Old Nazi heroes became honorary members of the two main factions in the decades after WWII. Once Wiking Jugend was banned, BHJ took over as the most significant youth group. Weirdly enough, even the BHJ couldn't keep their shit together, and internal tension split them in two: the rather moderate Freibund (which decided to ban the Odal Rune to prevent people from thinking they’re related to Wiking Jugend), and Die Heimattreue Jugend (DHJ), which made it a point to keep the Odal Rune and foster neo-Nazi ideologies. Even though they had to give up their symbol, DHJ survived until 1999 and their leaders became the new leaders of HDJ.

Don't worry if you didn't follow that. All you really need to know is that there's a lot of fucking neo-Nazis out there, and though all of them have different ideas on how to be a proper asshole, they all recruit more aggressively than those work-from-home pyramid schemers who lure in lazy fat people.
With a P.O. Box in Plön, north of Hamburg, and their operational headquarters in Berlin, I found out that HDJ published their own magazine called Funkenflug, songbooks, and CDs. Articles in Funkenflug praised icons such as Hanna Reitsch or Hans-Ulrich Rudel and could be ordered trough their homepage, which has been taken down since Schäubles laid down the law about this shit. In a Funkenflug issue I got my hands on just before they took down their site and disappeared into their holes, leader Sebastian Rädiger bragged about displaying search protocols on their walls, making fun of authorities’ spelling errors, “but not of Wolfgang Schäuble and his footmen because after all the guy is handicapped and sitting in a wheelchair.” Rädiger used to play a major role in the Wiking Jugend in Saxonia before Wiking Jugend was banned. See? Proof they're all linked.

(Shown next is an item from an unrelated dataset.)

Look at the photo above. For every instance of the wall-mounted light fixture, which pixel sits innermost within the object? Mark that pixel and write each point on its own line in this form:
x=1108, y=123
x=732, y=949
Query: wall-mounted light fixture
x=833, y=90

So ever since the end of WWII there’s underground Nazi child education going on in Germany—to the extent that entire families are founded on a Neonazi basis. Couples meet within these clubs and groups and send their children to Nazi summer camps and the idea of a family as the “smallest unit of people” and goes on like that. Hello eugenics.

Just in case you’re still uncertain if there’s already a new Hitler Jugend spin-off in the starting blocks, I'm going to map out for you here. Just like Wiking Jugend members never stopped pushing their ideas into the minds of gullible German kids who’re looking for something to hold on to, the members of HDJ will find another way too. After all, according to a survey by the criminological research institute of lower Saxony, more 15-year-old German guys belong to neo-Nazi groups than to all other political and social groups combined.